Managing a minor chuckle, he replied, “And there goes formality. You wouldn’t understand; your generation is the first in a long time to reach adulthood and not be promptly thrust onto the battlefield.” She just found out a year or two ago why I cared so much about a dead hero, I certainly don’t expect her to particularly understand at sixteen. A virginal sixteen, to boot. He’d never thought of Jisa as the over-protective type, but parenthood changed people. Gods know Tran turned into a mother hen when he finally married and produced little ones of his own, and that’s the oddest shift imaginable.
An awkward silence sat between them for a moment, until he spotted a thin line of smoke rising over the treetops.
“Look, Alara,” he said, bringing his horse close to hers and pointing. “A return to civilization!”
She followed his finger with her eyes before looking back at him. “Do you think it’s the town we were supposed to play at next?”
“I’m sure of it.” He smiled warmly. “They didn’t send me with you for nothing; I’m more familiar with these parts than most.” Pausing thoughtfully, he took a closer look at his surroundings. “Yes, it must be Easthaven. Another candlemark and we’ll be in the village.”
“A real bed.” Alara’s entire face lit up. “And people to play for!”

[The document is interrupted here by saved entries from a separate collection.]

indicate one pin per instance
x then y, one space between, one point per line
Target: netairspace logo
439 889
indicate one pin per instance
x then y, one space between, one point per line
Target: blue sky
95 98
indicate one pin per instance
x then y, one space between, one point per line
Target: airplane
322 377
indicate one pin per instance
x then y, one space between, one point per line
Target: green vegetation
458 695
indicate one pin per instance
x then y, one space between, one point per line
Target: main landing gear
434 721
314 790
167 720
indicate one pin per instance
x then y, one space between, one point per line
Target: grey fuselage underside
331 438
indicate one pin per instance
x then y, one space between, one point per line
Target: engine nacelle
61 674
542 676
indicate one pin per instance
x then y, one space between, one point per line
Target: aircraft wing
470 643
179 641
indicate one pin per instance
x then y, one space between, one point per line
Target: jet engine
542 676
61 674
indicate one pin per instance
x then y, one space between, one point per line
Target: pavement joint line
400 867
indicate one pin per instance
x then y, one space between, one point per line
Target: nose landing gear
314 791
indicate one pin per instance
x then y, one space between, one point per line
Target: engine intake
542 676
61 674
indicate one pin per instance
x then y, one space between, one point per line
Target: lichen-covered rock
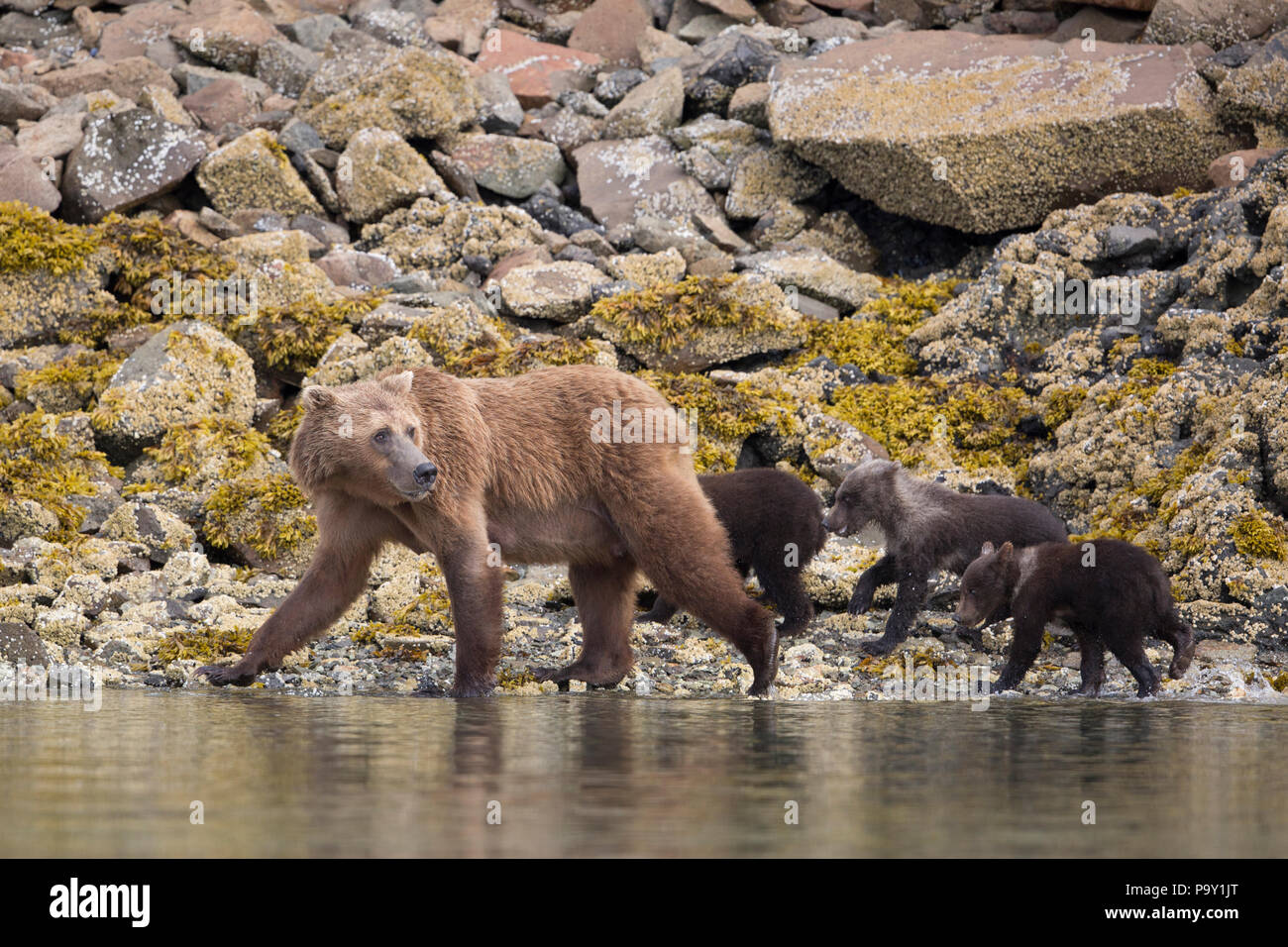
996 132
184 372
437 236
649 108
380 171
159 530
699 322
124 159
814 273
768 175
254 171
506 165
647 269
413 93
561 291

He nodded his agreement. Should I be ashamed that I’m as eager as a teenage girl for a warm bed and company? I thought the war had toughened me more than that, but the cold and solitude are a different kind of torture. Kind as Alara was, she was not really adult company, and he certainly felt uncomfortable sharing personal information with her. Small talk is fine, and of course I’d be there for her were anything to happen, but the generational gap is a bit hard for me to bridge these days. He was certain she felt the same, and shy as she was, it was difficult for her to even make conversation with those her own age. When she was younger, it was so easy to play or find silly things to discuss. But ever since that conversation about Vanyel… he almost shuddered just thinking about it. He’d never been embarrassed about being shaych, nor hid it, but trying to explain his romantic relationship with a dead male hero to Alara had been… beyond uncomfortable. I could have killed Jisa for dragging me in there. I guess she felt Alara should hear it from the horse’s mouth.
He looked up as they rounded the bend and the thatched roofs of Easthaven came into clear view. Assessing the state of fatigue of their horses, he shot Alara a mischievous glance. “Race you to the sign post?”
She nudged her horse into a canter in response.